Left perirhinal cortex has been previously implicated in associative coding. According to a recent experiment, the similarity of perirhinal fMRI response patterns to written concrete words is higher for words which are more similar in their meaning. If left perirhinal cortex functions as an amodal semantic hub, one would predict that this semantic similarity effect would extend to the spoken modality. We conducted an event-related fMRI experiment and evaluated whether a same semantic similarity effect could be obtained for spoken as for written words. Twenty healthy subjects performed a property verification task in either the written or the spoken modality. Words corresponded to concrete animate entities for which extensive feature generation was available from more than 1000 subjects. From these feature generation data, a concept-feature matrix was derived which formed the basis of a cosine similarity matrix between the entities reflecting their similarity in meaning (called the "semantic cossimilarity matrix").

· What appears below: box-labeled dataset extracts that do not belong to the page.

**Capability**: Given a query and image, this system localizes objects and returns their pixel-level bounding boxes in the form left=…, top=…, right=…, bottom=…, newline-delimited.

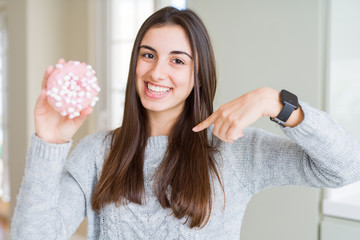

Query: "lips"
left=146, top=82, right=171, bottom=94
left=144, top=82, right=172, bottom=99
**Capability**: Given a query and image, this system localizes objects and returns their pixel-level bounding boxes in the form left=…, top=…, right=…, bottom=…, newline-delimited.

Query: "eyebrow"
left=139, top=45, right=193, bottom=59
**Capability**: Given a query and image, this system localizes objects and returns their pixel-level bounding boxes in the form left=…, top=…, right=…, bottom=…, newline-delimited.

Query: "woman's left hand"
left=193, top=87, right=304, bottom=143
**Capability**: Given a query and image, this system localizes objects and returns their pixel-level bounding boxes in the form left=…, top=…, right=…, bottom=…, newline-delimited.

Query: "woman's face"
left=136, top=25, right=194, bottom=117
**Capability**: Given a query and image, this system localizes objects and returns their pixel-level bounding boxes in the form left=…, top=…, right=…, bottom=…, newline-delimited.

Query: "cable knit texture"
left=11, top=102, right=360, bottom=240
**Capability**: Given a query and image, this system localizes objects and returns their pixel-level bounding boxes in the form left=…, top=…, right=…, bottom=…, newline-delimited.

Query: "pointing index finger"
left=192, top=113, right=216, bottom=132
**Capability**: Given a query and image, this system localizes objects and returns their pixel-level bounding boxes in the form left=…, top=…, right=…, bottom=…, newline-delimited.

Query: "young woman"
left=11, top=8, right=360, bottom=240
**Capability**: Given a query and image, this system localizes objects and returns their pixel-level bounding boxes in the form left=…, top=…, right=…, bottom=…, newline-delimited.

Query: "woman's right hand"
left=34, top=59, right=93, bottom=144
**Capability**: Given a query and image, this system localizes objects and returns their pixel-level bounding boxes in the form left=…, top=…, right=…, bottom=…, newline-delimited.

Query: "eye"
left=142, top=53, right=155, bottom=59
left=172, top=58, right=184, bottom=64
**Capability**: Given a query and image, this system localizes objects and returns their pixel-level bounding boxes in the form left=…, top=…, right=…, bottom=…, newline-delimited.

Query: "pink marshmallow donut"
left=46, top=61, right=100, bottom=119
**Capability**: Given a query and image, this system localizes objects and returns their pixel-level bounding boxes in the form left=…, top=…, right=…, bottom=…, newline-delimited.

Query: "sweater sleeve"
left=231, top=102, right=360, bottom=193
left=11, top=134, right=93, bottom=240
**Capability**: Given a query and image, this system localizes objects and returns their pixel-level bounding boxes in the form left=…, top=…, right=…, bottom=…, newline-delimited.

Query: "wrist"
left=35, top=132, right=70, bottom=144
left=263, top=88, right=284, bottom=118
left=268, top=89, right=304, bottom=127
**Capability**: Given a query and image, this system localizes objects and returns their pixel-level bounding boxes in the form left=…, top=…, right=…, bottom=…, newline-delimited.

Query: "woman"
left=12, top=8, right=360, bottom=239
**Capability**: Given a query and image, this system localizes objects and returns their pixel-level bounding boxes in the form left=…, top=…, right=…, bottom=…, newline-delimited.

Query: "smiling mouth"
left=146, top=82, right=172, bottom=94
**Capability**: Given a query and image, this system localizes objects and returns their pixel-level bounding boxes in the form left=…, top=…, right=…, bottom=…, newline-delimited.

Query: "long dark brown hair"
left=92, top=7, right=222, bottom=228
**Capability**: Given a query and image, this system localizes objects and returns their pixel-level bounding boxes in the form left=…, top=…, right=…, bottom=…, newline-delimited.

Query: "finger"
left=41, top=66, right=54, bottom=89
left=216, top=116, right=232, bottom=139
left=57, top=58, right=65, bottom=64
left=74, top=107, right=94, bottom=126
left=226, top=127, right=244, bottom=141
left=212, top=122, right=233, bottom=143
left=192, top=112, right=217, bottom=132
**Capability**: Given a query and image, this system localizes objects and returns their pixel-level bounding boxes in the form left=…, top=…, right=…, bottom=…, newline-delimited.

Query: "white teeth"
left=147, top=83, right=171, bottom=94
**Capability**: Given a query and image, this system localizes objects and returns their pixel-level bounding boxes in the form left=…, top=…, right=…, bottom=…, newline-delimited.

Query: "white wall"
left=6, top=0, right=94, bottom=236
left=188, top=0, right=327, bottom=240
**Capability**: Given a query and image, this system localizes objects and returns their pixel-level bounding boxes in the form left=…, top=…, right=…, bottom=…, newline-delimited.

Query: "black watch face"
left=281, top=90, right=299, bottom=109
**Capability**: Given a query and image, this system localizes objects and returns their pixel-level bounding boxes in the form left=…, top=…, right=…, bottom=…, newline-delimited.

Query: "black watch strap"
left=270, top=103, right=294, bottom=126
left=270, top=89, right=299, bottom=126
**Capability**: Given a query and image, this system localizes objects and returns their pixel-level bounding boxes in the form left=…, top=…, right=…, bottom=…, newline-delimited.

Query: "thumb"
left=74, top=107, right=94, bottom=126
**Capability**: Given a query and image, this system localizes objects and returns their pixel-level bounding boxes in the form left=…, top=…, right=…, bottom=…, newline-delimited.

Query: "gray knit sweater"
left=11, top=103, right=360, bottom=240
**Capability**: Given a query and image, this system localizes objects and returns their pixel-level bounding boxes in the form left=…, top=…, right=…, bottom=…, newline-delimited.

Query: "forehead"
left=140, top=25, right=192, bottom=54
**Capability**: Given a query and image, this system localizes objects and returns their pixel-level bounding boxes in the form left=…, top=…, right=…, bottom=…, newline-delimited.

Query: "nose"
left=151, top=60, right=168, bottom=81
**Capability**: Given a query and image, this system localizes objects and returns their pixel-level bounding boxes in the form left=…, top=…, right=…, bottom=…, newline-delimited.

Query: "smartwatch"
left=270, top=89, right=299, bottom=126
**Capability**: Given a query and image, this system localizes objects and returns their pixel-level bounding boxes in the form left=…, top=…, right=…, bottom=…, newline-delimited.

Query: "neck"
left=148, top=109, right=178, bottom=136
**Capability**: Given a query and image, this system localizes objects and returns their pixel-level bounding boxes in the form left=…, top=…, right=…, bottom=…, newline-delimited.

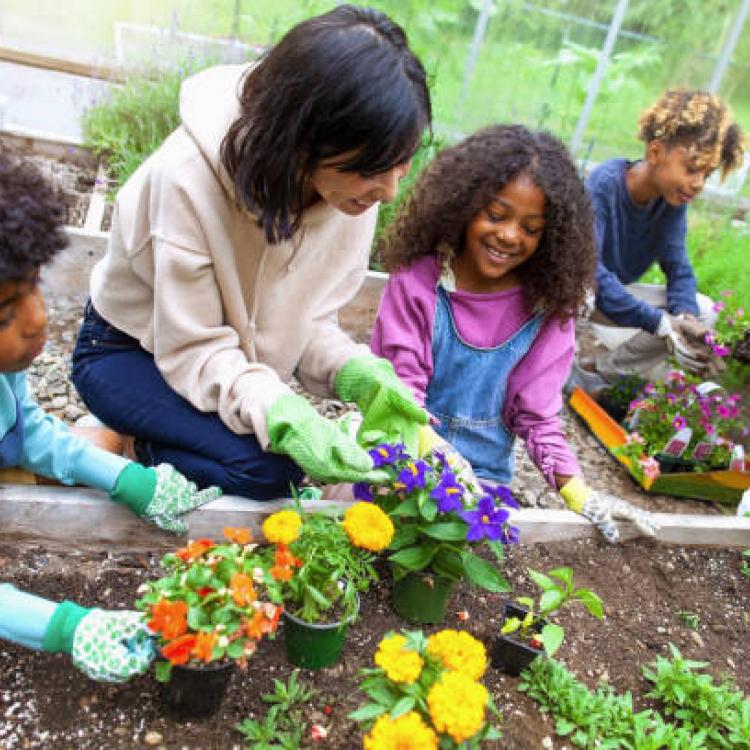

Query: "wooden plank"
left=0, top=46, right=127, bottom=81
left=0, top=484, right=750, bottom=552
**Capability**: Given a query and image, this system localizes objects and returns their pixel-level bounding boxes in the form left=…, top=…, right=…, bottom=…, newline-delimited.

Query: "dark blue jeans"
left=72, top=302, right=302, bottom=500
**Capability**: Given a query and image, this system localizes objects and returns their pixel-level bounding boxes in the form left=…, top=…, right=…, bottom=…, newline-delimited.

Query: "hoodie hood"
left=180, top=63, right=253, bottom=196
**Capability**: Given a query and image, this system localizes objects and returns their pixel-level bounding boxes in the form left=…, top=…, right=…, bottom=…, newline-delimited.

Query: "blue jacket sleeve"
left=13, top=373, right=130, bottom=492
left=0, top=583, right=57, bottom=650
left=591, top=207, right=662, bottom=333
left=659, top=216, right=699, bottom=317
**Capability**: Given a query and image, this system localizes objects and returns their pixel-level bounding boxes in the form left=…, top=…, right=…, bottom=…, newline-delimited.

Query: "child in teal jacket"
left=0, top=154, right=221, bottom=682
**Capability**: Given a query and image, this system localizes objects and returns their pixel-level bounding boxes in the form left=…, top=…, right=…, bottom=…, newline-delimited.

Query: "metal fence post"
left=457, top=0, right=494, bottom=119
left=708, top=0, right=750, bottom=94
left=570, top=0, right=628, bottom=157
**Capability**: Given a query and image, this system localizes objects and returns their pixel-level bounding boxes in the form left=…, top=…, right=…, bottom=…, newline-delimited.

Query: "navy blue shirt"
left=586, top=159, right=698, bottom=333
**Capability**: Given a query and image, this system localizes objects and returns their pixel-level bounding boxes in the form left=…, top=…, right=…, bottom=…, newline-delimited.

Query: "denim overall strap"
left=0, top=399, right=23, bottom=468
left=425, top=285, right=544, bottom=483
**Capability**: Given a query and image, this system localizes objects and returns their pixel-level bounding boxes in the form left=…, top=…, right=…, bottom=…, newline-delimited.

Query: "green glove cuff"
left=42, top=602, right=91, bottom=654
left=109, top=462, right=156, bottom=517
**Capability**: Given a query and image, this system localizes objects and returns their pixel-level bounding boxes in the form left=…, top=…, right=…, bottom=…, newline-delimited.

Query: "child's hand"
left=110, top=463, right=221, bottom=534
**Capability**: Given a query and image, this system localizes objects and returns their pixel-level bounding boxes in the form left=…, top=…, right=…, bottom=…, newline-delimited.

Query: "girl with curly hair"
left=372, top=125, right=653, bottom=540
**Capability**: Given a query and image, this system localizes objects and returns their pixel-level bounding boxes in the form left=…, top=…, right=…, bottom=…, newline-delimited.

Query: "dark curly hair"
left=0, top=153, right=68, bottom=281
left=380, top=125, right=596, bottom=320
left=638, top=89, right=745, bottom=179
left=221, top=5, right=432, bottom=243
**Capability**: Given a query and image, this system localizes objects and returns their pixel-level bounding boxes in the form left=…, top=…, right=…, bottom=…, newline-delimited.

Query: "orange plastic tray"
left=568, top=388, right=750, bottom=503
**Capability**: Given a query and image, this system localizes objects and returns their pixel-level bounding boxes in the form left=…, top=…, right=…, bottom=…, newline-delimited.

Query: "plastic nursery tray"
left=568, top=388, right=750, bottom=504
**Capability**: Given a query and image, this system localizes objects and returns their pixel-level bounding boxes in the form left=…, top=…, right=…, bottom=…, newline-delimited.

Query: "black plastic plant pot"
left=281, top=602, right=359, bottom=669
left=392, top=573, right=456, bottom=625
left=490, top=602, right=547, bottom=677
left=162, top=661, right=235, bottom=721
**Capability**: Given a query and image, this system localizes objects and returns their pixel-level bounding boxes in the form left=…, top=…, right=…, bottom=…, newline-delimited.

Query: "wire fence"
left=0, top=0, right=750, bottom=190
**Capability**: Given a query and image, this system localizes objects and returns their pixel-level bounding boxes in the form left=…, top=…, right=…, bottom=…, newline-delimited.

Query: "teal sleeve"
left=42, top=602, right=91, bottom=654
left=12, top=372, right=130, bottom=492
left=110, top=462, right=156, bottom=516
left=0, top=583, right=57, bottom=650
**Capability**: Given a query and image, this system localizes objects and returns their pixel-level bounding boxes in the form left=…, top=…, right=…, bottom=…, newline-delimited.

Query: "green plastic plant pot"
left=281, top=602, right=359, bottom=669
left=392, top=572, right=456, bottom=625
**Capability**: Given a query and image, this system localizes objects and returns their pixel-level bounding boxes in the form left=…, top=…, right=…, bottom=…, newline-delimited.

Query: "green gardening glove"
left=110, top=462, right=221, bottom=534
left=266, top=393, right=388, bottom=484
left=334, top=354, right=428, bottom=457
left=44, top=602, right=155, bottom=682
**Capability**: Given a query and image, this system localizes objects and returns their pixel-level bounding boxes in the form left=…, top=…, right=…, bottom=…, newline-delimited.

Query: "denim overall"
left=0, top=399, right=24, bottom=468
left=425, top=285, right=543, bottom=484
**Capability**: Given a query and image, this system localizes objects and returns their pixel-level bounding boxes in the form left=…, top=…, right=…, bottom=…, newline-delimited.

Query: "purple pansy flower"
left=352, top=482, right=375, bottom=503
left=393, top=461, right=431, bottom=492
left=367, top=443, right=407, bottom=469
left=430, top=469, right=466, bottom=513
left=459, top=495, right=510, bottom=542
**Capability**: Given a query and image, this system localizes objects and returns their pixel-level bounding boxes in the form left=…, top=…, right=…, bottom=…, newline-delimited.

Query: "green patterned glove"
left=43, top=602, right=155, bottom=682
left=110, top=463, right=221, bottom=534
left=334, top=354, right=428, bottom=456
left=266, top=393, right=388, bottom=484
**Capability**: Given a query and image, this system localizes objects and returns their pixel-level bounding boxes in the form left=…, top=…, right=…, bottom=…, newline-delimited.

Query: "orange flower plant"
left=136, top=527, right=290, bottom=682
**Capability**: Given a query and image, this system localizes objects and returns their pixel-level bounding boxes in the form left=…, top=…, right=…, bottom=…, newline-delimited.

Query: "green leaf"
left=388, top=544, right=437, bottom=570
left=575, top=589, right=604, bottom=620
left=188, top=607, right=211, bottom=630
left=539, top=589, right=566, bottom=614
left=347, top=703, right=388, bottom=722
left=154, top=660, right=172, bottom=682
left=388, top=523, right=419, bottom=551
left=461, top=550, right=510, bottom=593
left=419, top=521, right=469, bottom=542
left=529, top=569, right=557, bottom=591
left=539, top=622, right=565, bottom=656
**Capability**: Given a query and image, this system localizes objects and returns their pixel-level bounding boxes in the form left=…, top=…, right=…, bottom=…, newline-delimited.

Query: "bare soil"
left=0, top=540, right=750, bottom=750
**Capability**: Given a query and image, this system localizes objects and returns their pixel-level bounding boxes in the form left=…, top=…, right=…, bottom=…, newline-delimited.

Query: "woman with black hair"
left=73, top=5, right=431, bottom=500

Independently, we calculated a cosine similarity matrix between the left perirhinal fMRI activity patterns evoked by the words (called the "fMRI cossimilarity matrix"). Next, the similarity was determined between the semantic cossimilarity matrix and the fMRI cossimilarity matrix. This was done for written and spoken words pooled, for written words only, for spoken words only, as well as for crossmodal pairs. Only for written words did the fMRI cossimilarity matrix correlate with the semantic cossimilarity matrix. Contrary to our prediction, we did not find any such effect for auditory word input nor did we find cross-modal effects in perirhinal cortex between written and auditory words. Our findings situate the contribution of left perirhinal cortex to word processing at the top of the visual processing pathway, rather than at an amodal stage where visual and auditory word processing pathways have already converged.
左侧嗅周皮质先前被认为与联想编码有关。根据最近的一项实验,对于意义更相似的单词,嗅周功能磁共振成像(fMRI)反应模式与书面具体单词的相似性更高。如果左侧嗅周皮质作为一个非模态语义中枢发挥作用,那么可以预测这种语义相似性效应将扩展到口语模态。我们进行了一项事件相关功能磁共振成像实验,并评估对于口语单词是否能获得与书面单词相同的语义相似性效应。20名健康受试者在书面或口语模态下执行一项属性验证任务。单词对应于具体的有生命实体,从1000多名受试者那里可获得关于这些实体的大量特征生成信息。从这些特征生成数据中,导出了一个概念-特征矩阵,该矩阵构成了反映实体意义相似性的余弦相似性矩阵(称为“语义余弦相似性矩阵”)的基础。我们独立计算了由单词诱发的左侧嗅周fMRI活动模式之间的余弦相似性矩阵(称为“fMRI余弦相似性矩阵”)。接下来,确定语义余弦相似性矩阵与fMRI余弦相似性矩阵之间的相似性。这是对汇总的书面和口语单词、仅对书面单词、仅对口语单词以及跨模态对进行的。仅对于书面单词,fMRI余弦相似性矩阵与语义余弦相似性矩阵相关。与我们的预测相反,我们在听觉单词输入中未发现任何此类效应,在嗅周皮质中也未发现书面和听觉单词之间的跨模态效应。我们的研究结果表明,左侧嗅周皮质对单词处理的贡献位于视觉处理通路的顶端,而不是在视觉和听觉单词处理通路已经汇聚的非模态阶段。